Elisabeth Lidner war wieder auf der Insel.
Winter hatte sie gefragt:
»Habt ihr euch keine Sorgen gemacht, als Johan nicht sofort nach Hause kam?«
»Er hat angerufen und gesagt, dass er bei Liv übernachten würde«, hatte sie geantwortet. »Ich wollte nicht dort anrufen und den Eindruck erwecken, dass ich misstrauisch sei.«
»Aber Martin hat sich dennoch aufgemacht, um nach ihm zu suchen?«
»Das war später«, hatte sie gesagt, »nachdem Liv angerufen hatte.«
»Also, wie war das nun«, hatte Winter noch einmal gefragt, »hat Martin sich aufgemacht, nachdem Liv angerufen hatte?«
»So war es wohl«, hatte sie geantwortet.
»Ah, Sie sind es«, sagte Martin Lidner, der aufsah, als Winter sich im Nebenraum neben ihn gesetzt hatte. Das Licht war so blau und kalt wie ein Tag ohne eigenes Leben.
Winter war für Martin Lidner ein Fremder. Er wusste nicht, ob Elisabeth ihm von ihrer früheren Beziehung erzählt hatte. Sie war es gewesen, die ihn am Morgen angerufen hatte, aber das spielte keine Rolle.
Winter stellte sich vor.
»Ja, ich weiß, wer Sie sind«, sagte Lidner.
Er hatte seine Hände fester verschränkt, wie zu einem Gebet, das niemand unterbrechen konnte. Seine Hände sahen aus wie ein Stück Stein.
»Wann sind Sie zum Bootshaus gekommen?«, fragte Winter.
»Was? Was sagen Sie?«
»Wann sind Sie zum Bootshaus gekommen? Wo Johan lag?«, fragte Winter.

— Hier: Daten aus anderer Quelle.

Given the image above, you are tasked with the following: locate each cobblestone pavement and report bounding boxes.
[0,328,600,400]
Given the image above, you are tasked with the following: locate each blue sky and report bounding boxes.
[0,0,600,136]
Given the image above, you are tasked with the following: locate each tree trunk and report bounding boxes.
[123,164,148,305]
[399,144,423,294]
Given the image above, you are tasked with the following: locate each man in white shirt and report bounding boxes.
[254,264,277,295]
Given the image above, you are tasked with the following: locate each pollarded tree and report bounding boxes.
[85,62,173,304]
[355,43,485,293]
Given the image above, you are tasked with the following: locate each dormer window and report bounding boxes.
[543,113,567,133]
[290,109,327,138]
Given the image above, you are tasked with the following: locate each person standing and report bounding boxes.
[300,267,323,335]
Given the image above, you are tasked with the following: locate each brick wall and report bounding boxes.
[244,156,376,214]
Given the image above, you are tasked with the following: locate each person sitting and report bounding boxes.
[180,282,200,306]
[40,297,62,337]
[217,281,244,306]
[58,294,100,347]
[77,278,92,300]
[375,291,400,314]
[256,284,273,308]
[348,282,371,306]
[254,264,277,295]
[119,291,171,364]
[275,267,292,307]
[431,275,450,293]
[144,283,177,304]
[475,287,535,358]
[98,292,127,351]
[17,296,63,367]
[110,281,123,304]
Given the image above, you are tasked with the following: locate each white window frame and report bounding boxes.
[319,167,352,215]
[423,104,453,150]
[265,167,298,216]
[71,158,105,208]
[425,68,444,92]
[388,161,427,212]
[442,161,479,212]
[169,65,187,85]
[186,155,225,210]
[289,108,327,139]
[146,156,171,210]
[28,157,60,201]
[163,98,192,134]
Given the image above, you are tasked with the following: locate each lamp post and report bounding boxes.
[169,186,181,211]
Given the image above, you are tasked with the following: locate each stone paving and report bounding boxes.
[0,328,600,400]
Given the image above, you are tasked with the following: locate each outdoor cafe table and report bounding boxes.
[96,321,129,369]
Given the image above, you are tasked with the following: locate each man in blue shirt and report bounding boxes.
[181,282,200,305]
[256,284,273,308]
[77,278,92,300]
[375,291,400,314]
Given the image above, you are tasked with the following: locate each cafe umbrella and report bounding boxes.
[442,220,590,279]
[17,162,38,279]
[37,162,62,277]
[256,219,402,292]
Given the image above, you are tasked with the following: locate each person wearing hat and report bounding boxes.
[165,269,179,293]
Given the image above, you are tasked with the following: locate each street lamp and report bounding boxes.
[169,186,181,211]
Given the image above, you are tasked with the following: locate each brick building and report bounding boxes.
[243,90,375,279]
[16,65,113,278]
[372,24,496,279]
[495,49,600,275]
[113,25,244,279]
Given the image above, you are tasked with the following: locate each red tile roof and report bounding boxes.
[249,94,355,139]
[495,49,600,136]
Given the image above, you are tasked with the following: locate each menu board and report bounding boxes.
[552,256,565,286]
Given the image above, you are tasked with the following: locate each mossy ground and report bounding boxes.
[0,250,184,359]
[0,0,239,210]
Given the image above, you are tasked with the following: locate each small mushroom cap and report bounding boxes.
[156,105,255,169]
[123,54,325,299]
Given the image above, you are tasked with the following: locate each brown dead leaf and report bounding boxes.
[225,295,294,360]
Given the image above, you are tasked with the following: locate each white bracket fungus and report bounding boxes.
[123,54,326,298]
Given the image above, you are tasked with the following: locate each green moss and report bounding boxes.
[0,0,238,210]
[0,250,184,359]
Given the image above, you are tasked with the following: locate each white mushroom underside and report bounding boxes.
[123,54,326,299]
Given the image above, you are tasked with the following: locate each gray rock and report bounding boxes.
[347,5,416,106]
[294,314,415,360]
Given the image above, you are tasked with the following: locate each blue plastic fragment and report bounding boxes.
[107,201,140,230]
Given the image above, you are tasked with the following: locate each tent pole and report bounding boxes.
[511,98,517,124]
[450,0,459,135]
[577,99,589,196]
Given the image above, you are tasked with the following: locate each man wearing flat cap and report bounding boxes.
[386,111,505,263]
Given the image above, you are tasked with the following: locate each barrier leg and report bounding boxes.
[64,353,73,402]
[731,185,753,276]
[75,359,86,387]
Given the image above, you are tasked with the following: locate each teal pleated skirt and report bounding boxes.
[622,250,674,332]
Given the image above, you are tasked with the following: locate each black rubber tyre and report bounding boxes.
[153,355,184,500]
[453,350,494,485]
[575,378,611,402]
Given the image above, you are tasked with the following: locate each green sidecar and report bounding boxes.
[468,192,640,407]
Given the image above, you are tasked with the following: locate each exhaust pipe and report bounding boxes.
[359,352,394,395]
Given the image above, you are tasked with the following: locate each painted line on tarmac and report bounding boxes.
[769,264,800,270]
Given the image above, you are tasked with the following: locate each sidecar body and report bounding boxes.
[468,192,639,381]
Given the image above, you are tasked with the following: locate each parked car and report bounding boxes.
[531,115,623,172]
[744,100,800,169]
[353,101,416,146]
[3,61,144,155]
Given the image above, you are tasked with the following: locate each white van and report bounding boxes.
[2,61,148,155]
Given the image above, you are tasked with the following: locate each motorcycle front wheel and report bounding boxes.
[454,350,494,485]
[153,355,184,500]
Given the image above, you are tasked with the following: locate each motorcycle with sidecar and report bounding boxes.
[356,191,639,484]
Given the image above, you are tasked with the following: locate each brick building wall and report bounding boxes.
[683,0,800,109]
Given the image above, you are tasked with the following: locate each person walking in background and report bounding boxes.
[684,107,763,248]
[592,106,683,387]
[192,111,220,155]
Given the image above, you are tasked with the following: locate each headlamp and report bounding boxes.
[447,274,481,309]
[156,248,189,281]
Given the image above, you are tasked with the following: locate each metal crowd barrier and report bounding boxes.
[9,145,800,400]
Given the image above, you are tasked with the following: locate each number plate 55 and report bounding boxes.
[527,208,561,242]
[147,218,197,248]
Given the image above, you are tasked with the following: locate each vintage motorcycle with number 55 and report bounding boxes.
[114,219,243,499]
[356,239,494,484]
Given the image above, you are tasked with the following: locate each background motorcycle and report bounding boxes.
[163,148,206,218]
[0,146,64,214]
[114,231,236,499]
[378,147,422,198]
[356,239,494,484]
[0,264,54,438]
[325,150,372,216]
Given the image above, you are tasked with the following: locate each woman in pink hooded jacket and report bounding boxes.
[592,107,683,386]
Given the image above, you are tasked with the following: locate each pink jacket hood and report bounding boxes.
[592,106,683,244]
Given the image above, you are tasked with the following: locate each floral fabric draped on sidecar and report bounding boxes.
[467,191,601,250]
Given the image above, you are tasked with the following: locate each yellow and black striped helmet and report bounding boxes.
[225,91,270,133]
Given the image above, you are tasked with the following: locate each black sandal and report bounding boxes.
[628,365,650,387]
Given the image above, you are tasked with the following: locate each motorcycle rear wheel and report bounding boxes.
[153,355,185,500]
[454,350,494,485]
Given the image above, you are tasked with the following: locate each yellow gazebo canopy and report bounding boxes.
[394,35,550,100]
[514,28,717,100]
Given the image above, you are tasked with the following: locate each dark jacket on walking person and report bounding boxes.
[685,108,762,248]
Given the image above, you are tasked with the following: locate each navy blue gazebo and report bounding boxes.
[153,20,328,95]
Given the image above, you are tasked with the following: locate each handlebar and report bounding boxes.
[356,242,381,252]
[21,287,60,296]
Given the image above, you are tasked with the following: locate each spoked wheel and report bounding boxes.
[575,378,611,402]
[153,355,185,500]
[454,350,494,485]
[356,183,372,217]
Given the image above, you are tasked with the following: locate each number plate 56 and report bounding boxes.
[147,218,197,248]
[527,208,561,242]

»Nachdem … nachdem das Mädchen angerufen hatte. Liv. Sie war dort gewesen.«
Lidner sah seinen Sohn an. »Das war danach.«
»Aber Sie haben sich schon früher aufgemacht, oder?«
»Habe ich das?« Lidner hielt seine Hände immer noch gefaltet. Sein Blick schien jetzt nach innen gewandt. »Vielleicht habe ich das. Ich konnte nicht schlafen. Es war eine warme Nacht.«
»Wohin sind Sie gegangen?«
»Wohin ich … was soll das? Was meinen Sie?«
Winter antwortete nicht. Er sah von Martin Lidner zu seinem Sohn. Das Gesicht des Jungen war so weiß wie das Kissen. Aber sein Zustand hatte sich im Laufe des Abends verändert, er war nun das, was man »kritisch, aber stabil« nannte. Welche Schäden von seinen Schädelverletzungen eventuell zurückbleiben würden, wussten die Ärzte noch nicht, aber Johan würde wahrscheinlich überleben.
»Johan wird es schaffen«, sagte Winter, während er das Gesicht des Jungen immer noch anschaute.
Martin Lidner sagte nichts. Winter wandte sich ihm zu. Lidner schloss die Augen über seinen gefalteten Händen. Betete er? Oder suchte er andere Antworten? Oder wusste er einfach nicht, was er mit seinen Händen anfangen sollte?
Es waren dieselben Hände, dachte Winter jetzt. Es konnten dieselben Hände sein.
Er sah wieder zu dem Jungen. Johan könnte sein eigener Sohn sein.
»Er hatte Amphetamine im Körper«, sagte er und wandte seinen Blick wieder Lidner zu.
Dieser antwortete nicht.
»Nicht viel, aber sie waren nachweisbar«, fuhr Winter fort.
»Diese … diese … Teufel«, sagte Lidner, und das war kein Fluch. Er sah jetzt zu Winter. Sein Blick war klar.
»Die … die kommen hierher«, stieß er hervor, »die kommen hier raus zur Insel, zu uns, mit … mit diesem Zeug.«
»Wie lange hat Johan schon Drogen genommen?«, fragte Winter.
»Ich weiß es nicht«, sagte Lidner jetzt. In seiner Stimme war keine Kraft mehr. Winter konnte ihn kaum hören. »Ich weiß nicht, wie lange das Böse schon in seinem Körper Wohnung genommen hat.«
»Was haben Sie gesagt?« Winter beugte sich etwas vor.